Além disso, assim como evoluíram os disjuntores e a tecnologia de painéis, os painéis com disjuntores extraíveis e seus subconjuntos também têm passado por aprimoramentos. Hoje em dia, já se empregam mecanismos e disjuntores mais simples e leves, materiais mais resistentes, menor número de peças, etc. Ensaios de inserção e extração também estão cada vez mais presentes nos processos de pesquisa e desenvolvimento dos fabricantes. Tudo isso objetiva evitar problemas de desalinhamento, empenamento, estresse pelo peso, etc., de forma a tornar disponíveis equipamentos extraíveis com alto grau de confiabilidade e segurança.

Conclusões

Na seleção do tipo de painel ou de execução do disjuntor não cabe falar em preferências. Não se deve optar a priori por este ou aquele tipo, nem apegar-se a ideias preconcebidas ou basear-se apenas em critérios e experiências passadas ou “enraizadas”. É preciso, em vez disso, avaliar efetivamente a necessidade específica de cada aplicação e o impacto para a operação ou atividade econômica do empreendimento/consumidor. A experiência de fornecedores de painéis para diversos tipos de usuários e aplicações mostra que tanto disjuntores extraíveis quanto fixos têm seu espaço, e que não há esse ou aquele que esteja superado no mercado.

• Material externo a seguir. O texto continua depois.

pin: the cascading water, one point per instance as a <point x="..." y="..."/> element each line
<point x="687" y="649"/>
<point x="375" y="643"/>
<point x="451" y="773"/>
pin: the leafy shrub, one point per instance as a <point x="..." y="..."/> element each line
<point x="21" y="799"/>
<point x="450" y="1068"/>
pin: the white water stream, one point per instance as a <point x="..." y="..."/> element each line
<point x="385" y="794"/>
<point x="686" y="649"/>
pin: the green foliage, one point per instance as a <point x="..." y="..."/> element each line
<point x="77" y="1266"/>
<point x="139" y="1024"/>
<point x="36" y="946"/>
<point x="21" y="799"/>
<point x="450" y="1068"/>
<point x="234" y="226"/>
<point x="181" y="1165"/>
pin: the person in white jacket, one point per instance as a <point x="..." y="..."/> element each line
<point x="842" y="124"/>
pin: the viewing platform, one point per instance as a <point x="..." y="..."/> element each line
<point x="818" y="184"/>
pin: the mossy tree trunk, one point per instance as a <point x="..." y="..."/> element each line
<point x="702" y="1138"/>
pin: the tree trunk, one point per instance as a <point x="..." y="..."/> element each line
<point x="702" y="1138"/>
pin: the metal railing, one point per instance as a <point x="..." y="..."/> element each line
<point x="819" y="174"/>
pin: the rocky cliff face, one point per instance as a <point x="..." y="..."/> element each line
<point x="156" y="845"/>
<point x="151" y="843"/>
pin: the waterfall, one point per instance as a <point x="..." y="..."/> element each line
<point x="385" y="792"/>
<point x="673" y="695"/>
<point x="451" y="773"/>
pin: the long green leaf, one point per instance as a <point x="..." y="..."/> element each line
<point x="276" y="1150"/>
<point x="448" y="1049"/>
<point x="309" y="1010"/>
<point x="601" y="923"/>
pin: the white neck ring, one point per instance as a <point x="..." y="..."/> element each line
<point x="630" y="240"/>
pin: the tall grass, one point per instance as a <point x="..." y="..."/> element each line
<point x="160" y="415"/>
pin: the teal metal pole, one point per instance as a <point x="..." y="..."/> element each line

Para a tomada de decisão, é preciso primeiro avaliar se o número de operações provocaria o final precoce da vida útil do disjuntor e, depois, analisar o impacto de uma manutenção desse disjuntor para o processo. Essas análises devem necessariamente considerar a criticidade do processo/carga alimentada pelo painel, o tipo e frequência de manobras, os recursos disponíveis para investimento (isto é, se o orçamento permite a aquisição deste ou daquele tipo de aparelhagem de manobra e proteção), a real necessidade maior de agilidade na troca ou manutenção do disjuntor, etc. Somente após essas análises se pode tomar uma boa decisão sobre a adoção de um tipo específico de painel e de equipamento de manobra, se fixo ou extraível. Convém até mesmo um autoquestionamento final: não estaria a decisão tomada sob influência de hábitos enraizados ou mesmo de preconceito contra uma ou outra tecnologia, por ser mais complexa ou mais simples, mais cara ou mais econômica?